Ik ben iets te vroeg voor m’n afspraak, dus ik parkeer mezelf even op een bankje in de buurt. Ondanks de zon is het een beetje fris en bovendien waait het behoorlijk. Ik knoop even m’n jas dicht.
Opeens staat ze voor me, kijkt me even indringend aan en komt dan naast me op het bankje zitten. Blond, strakke spijkerrok met split en een T-shirt met daarop de tekst “strak in m’n pak’. Ja, dat had ik al gezien.
“Heerlijk weertje”, zegt ze en ze sluit haar ogen, draait haar gezicht naar de zon en schuift wat onderuit. Slik.

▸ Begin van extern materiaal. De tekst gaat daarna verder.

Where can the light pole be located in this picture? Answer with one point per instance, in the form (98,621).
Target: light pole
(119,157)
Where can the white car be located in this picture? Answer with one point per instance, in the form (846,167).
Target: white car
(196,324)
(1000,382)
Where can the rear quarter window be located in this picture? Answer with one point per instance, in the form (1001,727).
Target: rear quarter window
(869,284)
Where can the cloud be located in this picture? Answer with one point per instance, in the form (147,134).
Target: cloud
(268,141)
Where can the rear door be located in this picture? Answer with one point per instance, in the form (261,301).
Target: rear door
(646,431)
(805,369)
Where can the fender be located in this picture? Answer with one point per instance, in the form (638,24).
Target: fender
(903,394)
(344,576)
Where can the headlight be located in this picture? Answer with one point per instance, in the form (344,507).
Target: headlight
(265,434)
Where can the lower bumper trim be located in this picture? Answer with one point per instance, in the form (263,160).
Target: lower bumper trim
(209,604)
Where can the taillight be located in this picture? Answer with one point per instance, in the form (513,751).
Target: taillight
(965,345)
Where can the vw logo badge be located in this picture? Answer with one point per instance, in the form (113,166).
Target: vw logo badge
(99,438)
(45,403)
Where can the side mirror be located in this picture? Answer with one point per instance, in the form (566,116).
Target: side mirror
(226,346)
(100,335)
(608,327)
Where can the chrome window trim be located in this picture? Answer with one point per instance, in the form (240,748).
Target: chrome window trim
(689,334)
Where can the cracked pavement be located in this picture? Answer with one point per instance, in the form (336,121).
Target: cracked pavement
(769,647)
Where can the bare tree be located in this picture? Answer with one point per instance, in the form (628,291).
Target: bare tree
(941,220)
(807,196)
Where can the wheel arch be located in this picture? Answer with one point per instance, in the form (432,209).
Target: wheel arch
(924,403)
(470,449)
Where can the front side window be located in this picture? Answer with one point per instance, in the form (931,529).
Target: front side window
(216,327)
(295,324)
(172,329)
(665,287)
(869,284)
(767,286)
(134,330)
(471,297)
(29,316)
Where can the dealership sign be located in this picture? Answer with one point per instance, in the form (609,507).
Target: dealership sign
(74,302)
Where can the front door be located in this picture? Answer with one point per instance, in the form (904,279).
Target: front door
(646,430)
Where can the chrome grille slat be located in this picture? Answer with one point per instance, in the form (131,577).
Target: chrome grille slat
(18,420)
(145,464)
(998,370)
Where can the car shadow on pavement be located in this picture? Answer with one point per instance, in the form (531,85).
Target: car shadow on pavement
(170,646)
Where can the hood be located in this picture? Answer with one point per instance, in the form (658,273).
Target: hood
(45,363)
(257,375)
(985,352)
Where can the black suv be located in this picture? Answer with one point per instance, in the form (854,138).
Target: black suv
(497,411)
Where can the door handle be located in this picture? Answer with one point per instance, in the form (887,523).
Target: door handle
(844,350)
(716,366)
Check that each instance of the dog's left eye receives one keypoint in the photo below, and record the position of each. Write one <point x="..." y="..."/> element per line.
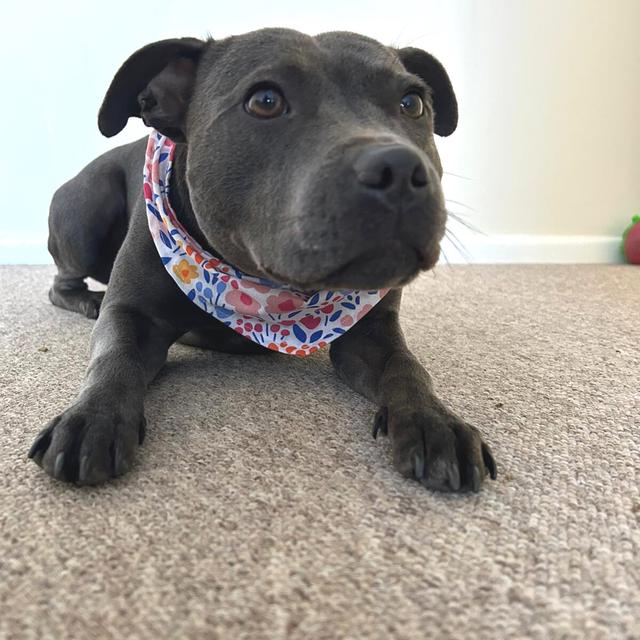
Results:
<point x="266" y="102"/>
<point x="412" y="105"/>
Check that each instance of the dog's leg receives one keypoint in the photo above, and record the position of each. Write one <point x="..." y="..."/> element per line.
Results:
<point x="87" y="223"/>
<point x="429" y="442"/>
<point x="96" y="437"/>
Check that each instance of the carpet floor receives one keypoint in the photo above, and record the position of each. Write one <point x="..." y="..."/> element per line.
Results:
<point x="260" y="506"/>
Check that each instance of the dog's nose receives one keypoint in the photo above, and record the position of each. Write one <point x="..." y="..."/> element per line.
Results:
<point x="390" y="167"/>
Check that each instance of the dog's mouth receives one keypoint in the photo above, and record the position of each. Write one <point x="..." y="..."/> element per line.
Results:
<point x="385" y="267"/>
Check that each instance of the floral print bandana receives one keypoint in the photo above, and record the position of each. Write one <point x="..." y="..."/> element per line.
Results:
<point x="273" y="315"/>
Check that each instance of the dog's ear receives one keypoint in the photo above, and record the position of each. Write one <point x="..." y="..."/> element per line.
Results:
<point x="445" y="105"/>
<point x="154" y="84"/>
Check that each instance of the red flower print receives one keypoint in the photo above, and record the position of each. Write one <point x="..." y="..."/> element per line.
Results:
<point x="284" y="302"/>
<point x="242" y="302"/>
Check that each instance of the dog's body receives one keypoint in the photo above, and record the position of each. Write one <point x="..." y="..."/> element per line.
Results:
<point x="305" y="161"/>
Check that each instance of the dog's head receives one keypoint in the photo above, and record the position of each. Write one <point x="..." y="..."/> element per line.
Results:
<point x="310" y="160"/>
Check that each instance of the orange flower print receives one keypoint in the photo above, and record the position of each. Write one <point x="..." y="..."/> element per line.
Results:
<point x="185" y="271"/>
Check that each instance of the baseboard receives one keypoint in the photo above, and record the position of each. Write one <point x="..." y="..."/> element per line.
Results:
<point x="472" y="248"/>
<point x="32" y="252"/>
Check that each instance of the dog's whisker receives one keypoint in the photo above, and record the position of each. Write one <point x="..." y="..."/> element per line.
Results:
<point x="462" y="204"/>
<point x="456" y="218"/>
<point x="456" y="175"/>
<point x="460" y="248"/>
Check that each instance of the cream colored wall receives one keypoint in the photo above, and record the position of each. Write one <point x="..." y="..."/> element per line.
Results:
<point x="550" y="115"/>
<point x="549" y="95"/>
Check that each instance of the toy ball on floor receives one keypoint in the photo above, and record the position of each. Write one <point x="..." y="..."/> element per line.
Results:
<point x="631" y="241"/>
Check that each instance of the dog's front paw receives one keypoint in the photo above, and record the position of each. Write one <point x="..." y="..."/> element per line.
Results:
<point x="88" y="446"/>
<point x="437" y="448"/>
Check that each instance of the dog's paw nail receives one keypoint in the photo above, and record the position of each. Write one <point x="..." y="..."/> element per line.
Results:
<point x="418" y="464"/>
<point x="83" y="473"/>
<point x="142" y="430"/>
<point x="476" y="479"/>
<point x="40" y="444"/>
<point x="454" y="477"/>
<point x="58" y="467"/>
<point x="489" y="462"/>
<point x="119" y="462"/>
<point x="380" y="423"/>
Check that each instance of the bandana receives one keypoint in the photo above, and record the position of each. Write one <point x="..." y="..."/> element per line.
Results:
<point x="273" y="315"/>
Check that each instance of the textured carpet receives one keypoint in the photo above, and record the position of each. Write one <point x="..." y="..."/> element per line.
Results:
<point x="261" y="507"/>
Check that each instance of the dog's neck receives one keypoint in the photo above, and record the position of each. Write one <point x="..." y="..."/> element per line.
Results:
<point x="180" y="201"/>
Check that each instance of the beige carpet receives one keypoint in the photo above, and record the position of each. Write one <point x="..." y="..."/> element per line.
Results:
<point x="262" y="508"/>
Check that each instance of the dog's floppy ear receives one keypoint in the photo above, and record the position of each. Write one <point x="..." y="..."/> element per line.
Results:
<point x="154" y="84"/>
<point x="424" y="65"/>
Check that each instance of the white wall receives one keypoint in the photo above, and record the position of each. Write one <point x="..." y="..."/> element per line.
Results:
<point x="549" y="136"/>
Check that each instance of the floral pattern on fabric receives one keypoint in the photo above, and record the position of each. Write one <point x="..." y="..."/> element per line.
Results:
<point x="273" y="315"/>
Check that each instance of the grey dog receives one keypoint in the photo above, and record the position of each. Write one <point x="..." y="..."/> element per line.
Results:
<point x="308" y="161"/>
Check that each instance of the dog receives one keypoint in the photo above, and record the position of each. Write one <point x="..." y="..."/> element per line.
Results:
<point x="303" y="178"/>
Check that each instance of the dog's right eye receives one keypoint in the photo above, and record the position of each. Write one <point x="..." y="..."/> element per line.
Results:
<point x="266" y="102"/>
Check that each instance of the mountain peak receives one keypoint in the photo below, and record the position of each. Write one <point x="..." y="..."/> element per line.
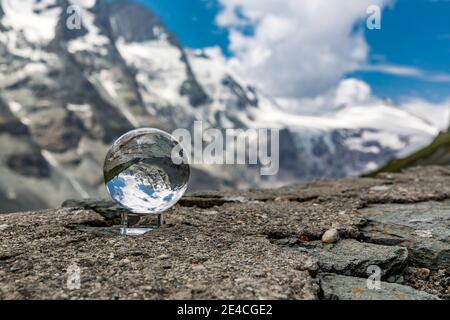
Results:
<point x="134" y="22"/>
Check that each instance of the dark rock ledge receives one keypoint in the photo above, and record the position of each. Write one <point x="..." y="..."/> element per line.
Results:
<point x="248" y="245"/>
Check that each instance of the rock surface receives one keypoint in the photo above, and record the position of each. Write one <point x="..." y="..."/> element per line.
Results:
<point x="249" y="244"/>
<point x="336" y="287"/>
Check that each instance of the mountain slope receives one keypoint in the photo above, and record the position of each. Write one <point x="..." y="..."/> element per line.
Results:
<point x="437" y="153"/>
<point x="68" y="94"/>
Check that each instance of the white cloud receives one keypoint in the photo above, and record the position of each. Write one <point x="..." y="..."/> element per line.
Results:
<point x="299" y="49"/>
<point x="407" y="71"/>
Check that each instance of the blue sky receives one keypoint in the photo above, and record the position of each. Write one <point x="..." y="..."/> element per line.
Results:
<point x="414" y="34"/>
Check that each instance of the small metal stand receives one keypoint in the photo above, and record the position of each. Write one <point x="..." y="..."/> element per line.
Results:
<point x="126" y="230"/>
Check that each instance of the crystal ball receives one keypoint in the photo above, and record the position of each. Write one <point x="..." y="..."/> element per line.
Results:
<point x="146" y="171"/>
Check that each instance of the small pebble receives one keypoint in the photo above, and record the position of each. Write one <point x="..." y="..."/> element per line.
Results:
<point x="330" y="236"/>
<point x="424" y="273"/>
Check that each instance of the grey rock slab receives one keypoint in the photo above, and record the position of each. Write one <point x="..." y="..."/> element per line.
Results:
<point x="351" y="257"/>
<point x="338" y="287"/>
<point x="423" y="227"/>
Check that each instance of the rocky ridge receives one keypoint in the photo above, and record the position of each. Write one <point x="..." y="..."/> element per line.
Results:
<point x="248" y="245"/>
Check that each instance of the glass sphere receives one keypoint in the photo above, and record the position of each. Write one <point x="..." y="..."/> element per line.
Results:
<point x="146" y="171"/>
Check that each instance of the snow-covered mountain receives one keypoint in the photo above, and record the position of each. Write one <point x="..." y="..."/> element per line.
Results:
<point x="66" y="95"/>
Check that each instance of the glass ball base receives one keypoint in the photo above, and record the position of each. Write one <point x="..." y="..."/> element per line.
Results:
<point x="135" y="231"/>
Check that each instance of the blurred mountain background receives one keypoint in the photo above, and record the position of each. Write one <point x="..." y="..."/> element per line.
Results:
<point x="67" y="94"/>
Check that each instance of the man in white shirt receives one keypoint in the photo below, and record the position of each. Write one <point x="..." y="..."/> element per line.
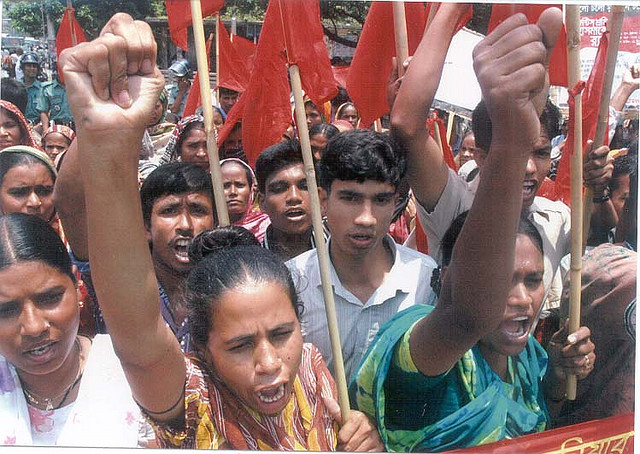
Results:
<point x="373" y="277"/>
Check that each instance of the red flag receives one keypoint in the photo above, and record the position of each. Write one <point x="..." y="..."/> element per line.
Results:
<point x="179" y="17"/>
<point x="558" y="62"/>
<point x="68" y="29"/>
<point x="590" y="105"/>
<point x="371" y="64"/>
<point x="291" y="33"/>
<point x="447" y="152"/>
<point x="235" y="64"/>
<point x="341" y="74"/>
<point x="193" y="98"/>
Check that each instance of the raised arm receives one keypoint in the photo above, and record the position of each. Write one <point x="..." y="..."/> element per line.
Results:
<point x="630" y="83"/>
<point x="427" y="170"/>
<point x="510" y="65"/>
<point x="113" y="84"/>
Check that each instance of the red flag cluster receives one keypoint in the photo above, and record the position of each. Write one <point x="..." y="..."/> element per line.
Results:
<point x="69" y="34"/>
<point x="179" y="17"/>
<point x="291" y="34"/>
<point x="235" y="59"/>
<point x="558" y="62"/>
<point x="371" y="64"/>
<point x="590" y="105"/>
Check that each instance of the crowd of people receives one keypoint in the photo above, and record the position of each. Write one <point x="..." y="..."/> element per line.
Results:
<point x="130" y="318"/>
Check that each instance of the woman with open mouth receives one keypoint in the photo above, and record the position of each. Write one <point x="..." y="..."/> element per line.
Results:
<point x="56" y="387"/>
<point x="14" y="129"/>
<point x="252" y="383"/>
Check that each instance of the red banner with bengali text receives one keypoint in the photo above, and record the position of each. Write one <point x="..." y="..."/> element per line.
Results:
<point x="603" y="436"/>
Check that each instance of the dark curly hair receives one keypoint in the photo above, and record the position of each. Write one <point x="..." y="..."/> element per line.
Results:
<point x="360" y="155"/>
<point x="225" y="259"/>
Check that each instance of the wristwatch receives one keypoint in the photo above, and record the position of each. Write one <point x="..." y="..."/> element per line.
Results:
<point x="606" y="195"/>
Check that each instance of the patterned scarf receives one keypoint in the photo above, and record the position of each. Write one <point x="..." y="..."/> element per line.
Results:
<point x="171" y="152"/>
<point x="494" y="410"/>
<point x="223" y="422"/>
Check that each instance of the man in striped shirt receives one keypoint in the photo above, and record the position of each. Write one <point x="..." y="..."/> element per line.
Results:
<point x="373" y="277"/>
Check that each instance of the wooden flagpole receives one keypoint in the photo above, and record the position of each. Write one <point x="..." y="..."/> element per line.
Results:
<point x="207" y="110"/>
<point x="400" y="29"/>
<point x="615" y="29"/>
<point x="433" y="7"/>
<point x="218" y="57"/>
<point x="450" y="121"/>
<point x="321" y="246"/>
<point x="573" y="48"/>
<point x="74" y="38"/>
<point x="318" y="235"/>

“Ik woon daar even verderop”, hoofdknikt ze, “en ik maak de lekkerste cappuccino”. Ik weet dat ze het tegen mij heeft, maar ik weet niet zo goed hoe te reageren. “Ik woon verder weg en kan helemaal geen cappuccino maken”, zeg ik dan maar. “Kom”, zegt ze, en ze pakt m’n hand terwijl ze op staat.
Hoewel onuitgesproken, lijken me bedoelingen helder. “Nee, ik kan niet, ik heb een afspraak”, zeg ik. Ze laat m’n hand los en zucht: “de mannen van tegenwoordig”, en ze loopt weg. Even later ben ik het al met haar eens. Was ik maar even geen man van tegenwoordig.